War then wreaked havoc over Rijeka’s fortunes. The First World War stopped the international transport of goods by sea. After the war, the Treaty of Rapallo handed the port of Rijeka to Italy, while Sušak, the suburb immediately to the east, became part of the short-lived Kingdom of Serbs, Croats and Slovenes. The city was effectively split in two.
During the Second World War, much of Rijeka’s harbour was destroyed. Rebuilding took place after 1945, focusing on the construction of facilities for the transport of specialised goods: oil, crops, bulk cargo, liquid cargo and containers. By 1980, Rijeka was handling over 20 million tons of cargo per year.

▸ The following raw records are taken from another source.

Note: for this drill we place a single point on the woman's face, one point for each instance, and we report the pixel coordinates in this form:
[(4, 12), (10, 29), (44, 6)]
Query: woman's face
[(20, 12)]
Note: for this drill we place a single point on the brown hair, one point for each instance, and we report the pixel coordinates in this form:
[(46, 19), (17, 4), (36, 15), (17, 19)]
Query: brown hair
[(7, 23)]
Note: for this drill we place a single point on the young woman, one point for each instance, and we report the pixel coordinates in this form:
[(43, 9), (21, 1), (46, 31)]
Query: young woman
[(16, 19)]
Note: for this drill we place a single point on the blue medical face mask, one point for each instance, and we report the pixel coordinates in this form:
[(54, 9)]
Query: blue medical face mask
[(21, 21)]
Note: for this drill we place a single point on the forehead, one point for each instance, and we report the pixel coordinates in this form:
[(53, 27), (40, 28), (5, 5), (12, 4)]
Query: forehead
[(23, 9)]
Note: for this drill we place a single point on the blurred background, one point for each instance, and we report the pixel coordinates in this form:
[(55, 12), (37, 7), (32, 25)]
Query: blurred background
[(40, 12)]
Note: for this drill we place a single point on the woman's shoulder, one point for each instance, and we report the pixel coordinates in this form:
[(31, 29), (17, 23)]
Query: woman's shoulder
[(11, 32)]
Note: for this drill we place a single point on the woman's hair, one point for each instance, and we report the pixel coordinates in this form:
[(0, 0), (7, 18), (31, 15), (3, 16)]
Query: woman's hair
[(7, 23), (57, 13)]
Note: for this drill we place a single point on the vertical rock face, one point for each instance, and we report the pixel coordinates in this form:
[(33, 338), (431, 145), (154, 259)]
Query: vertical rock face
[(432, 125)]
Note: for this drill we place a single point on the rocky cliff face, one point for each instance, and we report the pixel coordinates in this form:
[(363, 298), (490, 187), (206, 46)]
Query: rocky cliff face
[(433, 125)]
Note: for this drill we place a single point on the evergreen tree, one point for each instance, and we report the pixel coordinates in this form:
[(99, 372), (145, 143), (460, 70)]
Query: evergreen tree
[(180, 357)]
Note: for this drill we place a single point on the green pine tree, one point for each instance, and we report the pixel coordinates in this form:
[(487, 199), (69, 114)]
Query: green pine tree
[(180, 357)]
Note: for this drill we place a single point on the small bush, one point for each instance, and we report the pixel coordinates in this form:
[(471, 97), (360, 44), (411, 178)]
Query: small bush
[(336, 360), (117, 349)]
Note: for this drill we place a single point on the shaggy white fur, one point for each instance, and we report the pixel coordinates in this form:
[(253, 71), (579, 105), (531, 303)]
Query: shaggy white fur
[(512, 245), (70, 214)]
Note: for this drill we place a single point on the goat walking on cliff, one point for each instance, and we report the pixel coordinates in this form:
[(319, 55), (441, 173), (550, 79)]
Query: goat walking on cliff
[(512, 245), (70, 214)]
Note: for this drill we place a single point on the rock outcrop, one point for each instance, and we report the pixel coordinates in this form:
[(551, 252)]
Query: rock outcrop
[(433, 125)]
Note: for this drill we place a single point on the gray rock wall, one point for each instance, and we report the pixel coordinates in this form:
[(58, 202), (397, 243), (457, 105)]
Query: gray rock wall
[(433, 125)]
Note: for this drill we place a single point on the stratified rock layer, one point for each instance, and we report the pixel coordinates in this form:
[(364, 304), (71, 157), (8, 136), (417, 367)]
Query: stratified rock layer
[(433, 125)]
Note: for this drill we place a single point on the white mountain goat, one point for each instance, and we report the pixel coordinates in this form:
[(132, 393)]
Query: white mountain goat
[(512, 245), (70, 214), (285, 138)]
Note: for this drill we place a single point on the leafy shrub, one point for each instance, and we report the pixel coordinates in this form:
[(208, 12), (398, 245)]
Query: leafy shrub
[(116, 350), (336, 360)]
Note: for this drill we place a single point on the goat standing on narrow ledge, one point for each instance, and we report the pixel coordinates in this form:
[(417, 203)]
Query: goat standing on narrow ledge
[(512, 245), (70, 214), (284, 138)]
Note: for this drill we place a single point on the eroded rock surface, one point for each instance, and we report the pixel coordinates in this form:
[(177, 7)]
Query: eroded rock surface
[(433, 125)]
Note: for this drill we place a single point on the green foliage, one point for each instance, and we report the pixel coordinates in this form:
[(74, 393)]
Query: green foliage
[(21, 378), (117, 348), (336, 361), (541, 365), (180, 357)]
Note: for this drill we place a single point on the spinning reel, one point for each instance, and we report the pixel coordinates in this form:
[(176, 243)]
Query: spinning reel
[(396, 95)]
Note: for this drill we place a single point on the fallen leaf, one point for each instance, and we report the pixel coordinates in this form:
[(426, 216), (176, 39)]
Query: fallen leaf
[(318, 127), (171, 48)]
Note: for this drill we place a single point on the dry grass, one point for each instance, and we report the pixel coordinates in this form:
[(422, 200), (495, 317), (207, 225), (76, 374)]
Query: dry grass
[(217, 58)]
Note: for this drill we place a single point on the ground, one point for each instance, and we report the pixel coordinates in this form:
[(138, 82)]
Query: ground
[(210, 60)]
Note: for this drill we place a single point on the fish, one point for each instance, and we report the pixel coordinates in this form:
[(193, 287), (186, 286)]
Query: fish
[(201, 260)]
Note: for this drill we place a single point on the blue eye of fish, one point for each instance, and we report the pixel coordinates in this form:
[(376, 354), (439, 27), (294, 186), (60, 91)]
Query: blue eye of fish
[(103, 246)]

War hit the Adriatic again in the 1990s. Although the northern Adriatic was not directly affected by the conflict, it was damaging enough to shipping and industry to divert part of the trade to the neighbouring ports of Koper (Slovenia) and Trieste (Italy). Shipbuilding, Rijeka’s other important industry, went into steep decline. However, since the end of the war, the shipping industry has been getting back on its feet, and the yearly turnover of shipped goods has enjoyed steady growth. Rijeka's location is extremely favourable. Strategically, Rijeka has a long-standing transport connection with the countries of Central Europe, with a direct link to Budapest. It’s an ideal point for the import and export of goods between the Mediterranean and Hungary and the countries that lie around it: Austria, Slovakia, the Czech Republic, southern Germany and Poland, western Ukraine and more. Most recent addition, in terms of shipping, is the new container terminal, finished only this year. Costing just over €110m, this terminal is expected to provide the city with much added business.